Voting is a fundamental right of our democracy. The decisions made in city halls, state legislatures, the United States Congress and every other level of government impact the lives of all North Dakotans.

But the right to vote only matters if you exercise it.

On Nov. 6, North Dakotan voters will cast their ballots for the U.S. Senate and House seats, secretary of state, attorney general and a host of other statewide positions and ballot measures. Because North Dakota doesn’t require voters to register in advance, if you are a resident of North Dakota, you can cast your ballot on Election Day.. 

Unfortunately, for some, it’s not that easy because of North Dakota’s voter ID law. Here’s what you need to know to vote this year.

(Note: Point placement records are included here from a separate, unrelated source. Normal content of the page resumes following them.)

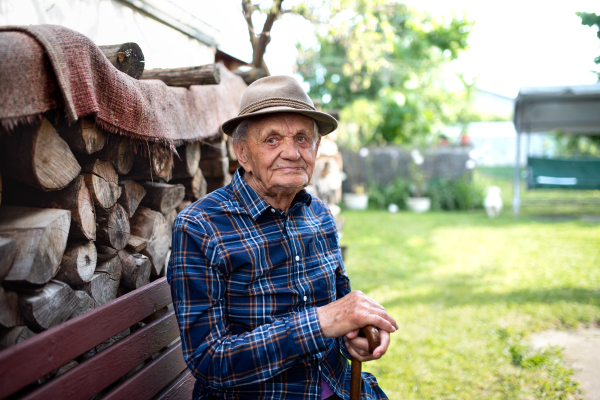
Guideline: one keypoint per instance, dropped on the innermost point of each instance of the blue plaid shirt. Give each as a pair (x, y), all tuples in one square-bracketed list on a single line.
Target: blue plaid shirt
[(246, 280)]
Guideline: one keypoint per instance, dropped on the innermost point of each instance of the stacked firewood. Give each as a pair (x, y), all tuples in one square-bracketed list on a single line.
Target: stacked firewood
[(86, 216)]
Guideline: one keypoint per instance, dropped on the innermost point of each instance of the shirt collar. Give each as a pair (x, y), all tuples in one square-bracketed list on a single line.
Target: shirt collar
[(255, 204)]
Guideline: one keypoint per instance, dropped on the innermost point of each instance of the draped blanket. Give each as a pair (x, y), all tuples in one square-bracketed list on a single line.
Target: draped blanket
[(43, 67)]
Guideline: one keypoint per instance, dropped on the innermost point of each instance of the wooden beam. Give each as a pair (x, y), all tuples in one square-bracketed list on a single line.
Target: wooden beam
[(186, 77)]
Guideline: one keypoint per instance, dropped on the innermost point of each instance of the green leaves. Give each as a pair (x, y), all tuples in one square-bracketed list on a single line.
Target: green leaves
[(591, 19), (391, 56)]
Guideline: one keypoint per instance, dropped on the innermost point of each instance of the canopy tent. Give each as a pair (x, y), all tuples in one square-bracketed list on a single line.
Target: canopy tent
[(572, 109)]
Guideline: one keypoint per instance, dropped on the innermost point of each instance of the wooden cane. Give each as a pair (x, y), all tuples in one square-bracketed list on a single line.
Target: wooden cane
[(372, 335)]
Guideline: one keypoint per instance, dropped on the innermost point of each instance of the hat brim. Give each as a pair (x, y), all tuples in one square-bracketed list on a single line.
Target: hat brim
[(325, 122)]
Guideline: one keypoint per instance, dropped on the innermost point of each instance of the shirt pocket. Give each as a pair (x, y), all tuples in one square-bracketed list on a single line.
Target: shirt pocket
[(321, 265)]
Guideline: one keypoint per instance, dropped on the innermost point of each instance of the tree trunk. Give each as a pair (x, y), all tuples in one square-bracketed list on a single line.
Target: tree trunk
[(84, 136), (152, 226), (136, 270), (48, 306), (75, 198), (102, 182), (105, 282), (13, 336), (195, 187), (113, 227), (127, 57), (38, 156), (8, 249), (136, 244), (162, 197), (189, 163), (10, 315), (186, 77), (132, 194), (41, 238), (78, 263), (158, 166)]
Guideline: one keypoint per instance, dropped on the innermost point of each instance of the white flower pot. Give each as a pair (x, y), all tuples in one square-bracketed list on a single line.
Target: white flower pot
[(418, 204), (354, 201)]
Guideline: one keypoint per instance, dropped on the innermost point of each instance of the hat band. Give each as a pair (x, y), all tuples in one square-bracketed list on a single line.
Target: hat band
[(275, 102)]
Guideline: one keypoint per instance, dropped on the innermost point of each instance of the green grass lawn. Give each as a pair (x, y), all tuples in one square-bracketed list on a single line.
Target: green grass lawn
[(466, 291), (539, 201)]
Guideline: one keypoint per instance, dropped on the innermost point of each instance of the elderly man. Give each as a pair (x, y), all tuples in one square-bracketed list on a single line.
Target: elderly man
[(258, 284)]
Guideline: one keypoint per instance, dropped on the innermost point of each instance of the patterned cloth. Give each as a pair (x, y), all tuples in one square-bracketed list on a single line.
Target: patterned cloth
[(47, 66), (246, 280)]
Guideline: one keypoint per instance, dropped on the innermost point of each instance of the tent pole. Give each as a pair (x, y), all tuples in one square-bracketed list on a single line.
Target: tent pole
[(517, 184)]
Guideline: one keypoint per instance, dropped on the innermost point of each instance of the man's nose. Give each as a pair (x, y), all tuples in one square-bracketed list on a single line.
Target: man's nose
[(289, 149)]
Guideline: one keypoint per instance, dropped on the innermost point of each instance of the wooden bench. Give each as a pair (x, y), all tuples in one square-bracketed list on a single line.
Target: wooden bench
[(165, 376)]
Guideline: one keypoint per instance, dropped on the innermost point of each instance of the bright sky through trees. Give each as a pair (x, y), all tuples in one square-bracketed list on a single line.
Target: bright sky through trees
[(514, 43)]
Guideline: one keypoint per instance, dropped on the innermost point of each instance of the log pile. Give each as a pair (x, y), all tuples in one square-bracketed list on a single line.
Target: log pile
[(84, 219), (85, 214)]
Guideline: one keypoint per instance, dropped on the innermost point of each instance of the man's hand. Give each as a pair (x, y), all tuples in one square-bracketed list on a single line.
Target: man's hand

  • Bring an ID. Only three IDs are accepted at the polls: a North Dakota driver’s license, a North Dakota non-driver ID, or a tribal ID. Tribally issued identification can consist of a tribal ID card issued by the tribe, the Bureau of Indian Affairs, or any other tribal agency or entity, or a document, letter, writing, enrollment card, or other form of tribal identification issued by a tribal authority.
  • Your ID MUST have a residential address listed. P.O. boxes will not be accepted. Residents without a street address should contact their county’s 911 coordinator to sign up for a free street address and request a letter confirming that address in order to vote.
  • The Native American Rights Fund is working in conjunction with the Spirit Lake Tribe, Standing Rock Sioux Tribe, Turtle Mountain Band of Chippewa Indians, and the Three Affiliated Tribes (“MHA”), as well as community organizations Four Directions and Western Native Voice, to ensure that tribal members living in North Dakota who come to the polls on Election Day will be provided voter identification free of charge.
  • If your ID isn’t current, bring supplemental documentation. A utility bill, bank statement, or any document issued by a tribal government, the Bureau of Indian Affairs (BIA), other tribal agencies or authorities, or any other document, letter, writing, enrollment card, or other forms of tribal identification can provide the missing or outdated information (name, current residential street address or mailing address, and date of birth).
  • Voter affidavits are OUT. “Set-aside” ballots are IN. If you forget your ID or supplemental documents, you can vote using a “set-aside” ballot. If you vote this way, you have to return to the polling place on the day of the election or go to your County Auditor office before the meeting of the County Canvassing Board six days after the election. This year it will occur on the seventh day because the sixth day is the Veteran’s Day holiday.          

The American Civil Liberties Union has a long history of helping voters understand and exercise their rights. We have been at the forefront of the fight against voter suppression as well as the movement to allow new voter access and will continue to do so after the primaries next week and beyond. If you have any issues voting on Election Day, please call the ACLU voter hotline at 701-353-5594.

Empowering every American with the correct information to exercise their right to vote is crucial to a transparent and equal democracy.